Bronson

Wenn ein Mensch die meiste Zeit seines Lebens im Gefängnis verbringt, in Zahlen 34 Jahre und ein Ende ist nicht in Sicht, ohne jemals einen anderen Menschen umgebracht zu haben, dann muss es sich schon um einen besonderen Häftling handeln. 30 von den 34 Jahren verbrachte Michael Gordon Petersen bisher in Einzelhaft, einer weiteren Disziplinierungsmaßnahme innerhalb des Gefängnissystems. Man könnte meinen er genießt die Bestrafung, er ist ein Masochist oder möchte als Märtyrer in die Geschichte eingehen, der die Isolation sucht, um auf Missstände im Strafvollzug aufmerksam zu machen. Nein, das ist er nicht. Die Schläge, die Bronson im Knast einsteckt, sind nicht die ungerechten jener sadistischen Aufseher und Direktoren, wie wir sie aus den üblichen Gefängnisdramen kennen. Sie sind eher Ausdruck einer Ohnmacht. Bronson lässt sich nicht beherrschen, er weiß was auf ihn zukommt, wenn er wieder einmal eine Geisel in einer seiner vielen Zellen, die er selbst als Hotelzimmer bezeichnet, genommen hat und am Ende selbst nicht weiß mit welchem Ziel über die Provokation und Inszenierung eines erneuten Gewaltausbruchs hinaus.

… and all my life I want to be famous. So die ersten Worte Bronsons, der seine Geschichte selbst auf der Bühne eines virtuellen Theaters vor dem von ihm erwünschten Publikum erzählt. Es applaudiert, lacht, zeigt sich erstaunt, genau an den Stellen, die er dafür auserkoren hat. Und darum geht es ihm letztendlich, er möchte Anerkennung, Berühmtheit. Und wenn es die äußerst zweifelhafte Berühmtheit als Englands gefährlichster und bekanntester Häftling ist. Im Gefängnis scheint die Selbstinszenierung um ein Vielfaches einfacher. Hier kennt sich Bronson mit seinem Publikum aus, weiß um dessen Vorlieben. Ganz im Gegenteil zu seinen Erfahrungen mit der Welt da draußen. Wie schwer es dort ist mit seinen Künsten ein Publikum zu finden, zeigt sich in der kurzen Bewährungszeit, die für ihn schon wieder nach nur 69 Tagen beendet ist. Es hat Spaß mit ihm gemacht, aber die großen Künstler sind dort die anderen. Die extraordinären Bosse und Prostituierten aus den Genre beeinflussenden Gangsterkomödien Tarantinos, Ritchies oder Lasse Spang Olsons, die Bronson sehr schnell die Nebenrolle verdeutlichen, die er in ihrer Welt einnimmt. Aber Bronson möchte keine Nebenrolle, er möchte die Hauptrolle und so landet er natürlich wieder im Knast. Auf der kleinen Bühne kann er doch noch am besten performen. Ihre Regeln sind halt überschaubarer.

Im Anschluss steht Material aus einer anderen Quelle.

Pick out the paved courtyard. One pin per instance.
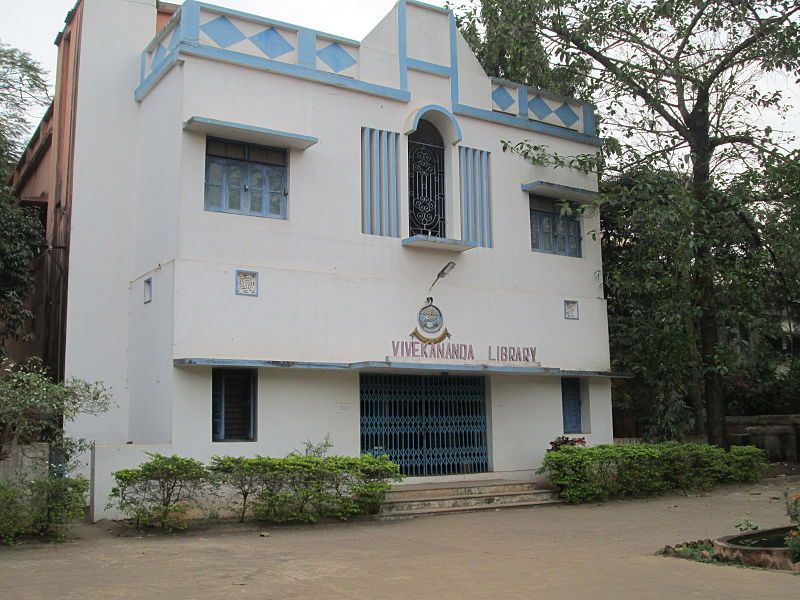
(590, 552)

Nicolas Winding Refns Filme konnten bisher mit einer wunderbaren Offenheit gegenüber ihres Milieus und Genres begeistern. Verbanden sie doch immer die tragikomischen Figuren des postmodernen Gangsterfilms mit dem echten Drama. Obwohl Bronson sich inszenatorisch kaum mit Refns früheren Arbeiten vergleichen läßt, er vor allem mit surrealen Überspitzungen arbeitet – nein, genauer gesagt ist der ganze Film eine surreale Überspitzung -, gelingt ihm dieses Kunststück auch diesmal. Das ist schon erstaunlich, denn Refn bedient sich durchgehend jener Mittel, die solch ein Projekt ganz leicht der künstlerischen Überforderung preisgeben könnten. Und tatsächlich, da wirkt manch eine Szene zuallererst lediglich der Sensation geschuldet, die erste Hälfte des Filmes könnte mit einem platten Clockwork Orange Zitat verwechselt werden, lediglich Wagner und Puccini statt Ludwig Van. Doch Refn weiß anscheinend ganz genau, wann und wie er seine Referenzen zu brechen hat, setzt die Gewalt seiner Figuren, trotz ihrer einnehmenden Körperlichkeit, gerne eine inhaltlich lächerliche Attitüde auf, ohne sie jedoch der Lächerlichkeit auszusetzen. Das ist verwirrend und faszinierend zugleich, ganz der Hauptfigur des Filmes entsprechend. Vielleicht ist Bronson weniger als satirisches Biopic Englands gefährlichsten und bekanntesten Häftling anzusehen, sondern viel mehr noch als Essay über die Inszenierung der Gewalt im Film.

7,5/10 Punkte

2 Kommentare:

Flo Lieb hat gesagt…

Was die Gewalt angeht, da scheinen wir auf gewisse Art und Weise übereinzustimmen. Der Einfachheit:
Winding Refn missbraucht lediglich Petersons Leben, um eine zynische Gefängnischose zu erzählen, die letztlich nicht einmal wirklich etwas über das Gefängnis erzählen will, sondern sich ausschließlich auf Gewalt als cooles Ausdrucksmittel eines introvertierten Mannes beschränkt. Dabei schadet es "Bronson" am meisten, dass er keine wirkliche Geschichte zu erzählen hat, auch nicht in kleinen Episodenformen.

tumulder hat gesagt…

Ja, aber anderseits finde ich es gerade gut, dass Refn sich nicht auf eine chronologische Kriminellendramödie einläßt. Dass er keine Geschichte zu erzählen hat, stimmt nicht so ganz. Er erzählt sie nur anders als gewohnt.;)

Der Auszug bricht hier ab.